In America, therapeutic communities for addiction treatment became popular in the 1960s and ’70s. Some, like Synanon, became notorious for cultlike, abusive environments. There are now perhaps 3,000 worldwide, researchers estimate, including one that Mr. Kennedy has also praised — San Patrignano, an Italian program whose centerpiece is a highly regarded bakery, staffed by residents.
“If we do go down the road of large government-funded therapeutic communities, I’d want to see some oversight to ensure they live up to modern standards,” said Dr.
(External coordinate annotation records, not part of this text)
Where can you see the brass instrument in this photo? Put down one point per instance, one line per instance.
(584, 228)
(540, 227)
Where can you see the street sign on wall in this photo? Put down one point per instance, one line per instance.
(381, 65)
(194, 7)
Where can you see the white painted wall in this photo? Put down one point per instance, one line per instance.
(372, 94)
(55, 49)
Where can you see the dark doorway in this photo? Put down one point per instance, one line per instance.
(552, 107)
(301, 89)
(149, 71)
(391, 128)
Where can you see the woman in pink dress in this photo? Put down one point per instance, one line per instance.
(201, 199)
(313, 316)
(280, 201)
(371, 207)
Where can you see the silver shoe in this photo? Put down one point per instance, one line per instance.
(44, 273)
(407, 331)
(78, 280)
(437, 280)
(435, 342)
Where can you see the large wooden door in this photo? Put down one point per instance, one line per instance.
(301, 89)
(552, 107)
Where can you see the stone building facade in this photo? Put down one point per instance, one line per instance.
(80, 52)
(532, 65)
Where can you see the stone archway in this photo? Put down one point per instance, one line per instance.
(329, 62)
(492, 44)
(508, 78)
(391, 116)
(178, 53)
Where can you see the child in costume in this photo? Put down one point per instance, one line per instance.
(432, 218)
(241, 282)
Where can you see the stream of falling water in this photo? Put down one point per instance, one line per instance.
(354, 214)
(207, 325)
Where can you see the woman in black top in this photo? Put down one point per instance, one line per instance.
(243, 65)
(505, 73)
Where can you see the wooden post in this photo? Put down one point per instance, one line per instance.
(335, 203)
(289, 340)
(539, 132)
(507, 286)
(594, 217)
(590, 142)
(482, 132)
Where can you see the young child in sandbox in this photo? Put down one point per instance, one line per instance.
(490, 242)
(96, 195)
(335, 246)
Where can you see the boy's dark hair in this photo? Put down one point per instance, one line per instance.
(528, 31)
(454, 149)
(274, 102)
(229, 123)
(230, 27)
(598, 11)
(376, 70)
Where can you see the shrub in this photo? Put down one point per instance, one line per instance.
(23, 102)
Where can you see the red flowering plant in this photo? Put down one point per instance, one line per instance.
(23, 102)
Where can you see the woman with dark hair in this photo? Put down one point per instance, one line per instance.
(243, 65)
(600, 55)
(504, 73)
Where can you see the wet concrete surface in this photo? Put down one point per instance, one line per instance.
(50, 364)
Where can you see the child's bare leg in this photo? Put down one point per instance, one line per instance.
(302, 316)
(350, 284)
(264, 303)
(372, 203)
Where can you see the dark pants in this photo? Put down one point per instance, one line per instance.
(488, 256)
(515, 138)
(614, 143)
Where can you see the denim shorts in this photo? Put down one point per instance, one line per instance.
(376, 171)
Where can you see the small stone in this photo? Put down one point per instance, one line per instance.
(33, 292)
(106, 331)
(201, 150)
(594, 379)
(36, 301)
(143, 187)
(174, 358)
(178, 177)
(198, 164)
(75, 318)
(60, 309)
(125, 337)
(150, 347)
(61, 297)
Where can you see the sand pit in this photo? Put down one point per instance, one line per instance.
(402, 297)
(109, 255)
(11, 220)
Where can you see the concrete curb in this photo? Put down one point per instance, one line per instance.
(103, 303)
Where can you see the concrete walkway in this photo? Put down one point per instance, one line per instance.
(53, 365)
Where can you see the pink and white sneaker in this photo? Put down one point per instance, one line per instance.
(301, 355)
Sabet, who is now president of the Foundation for Drug Policy Solutions. “We should get rid of the false dichotomy, too, between these approaches and medications, since we know they can work together for some people.”
Should Mr. Kennedy be confirmed, his authority to establish healing farms would be uncertain. Building federal treatment farms in “depressed rural areas,” as he said in his documentary, presumably on public land, would hit political and legal roadblocks. Fully legalizing and taxing cannabis to pay for the farms would require congressional action.
In the concluding moments of the documentary, Mr. Kennedy invoked Carl Jung, the Swiss psychiatrist whose views on spirituality influenced Alcoholics Anonymous. Dr. Jung, he said, felt that “people who believed in God got better faster and that their recovery was more durable and enduring than people who didn’t.”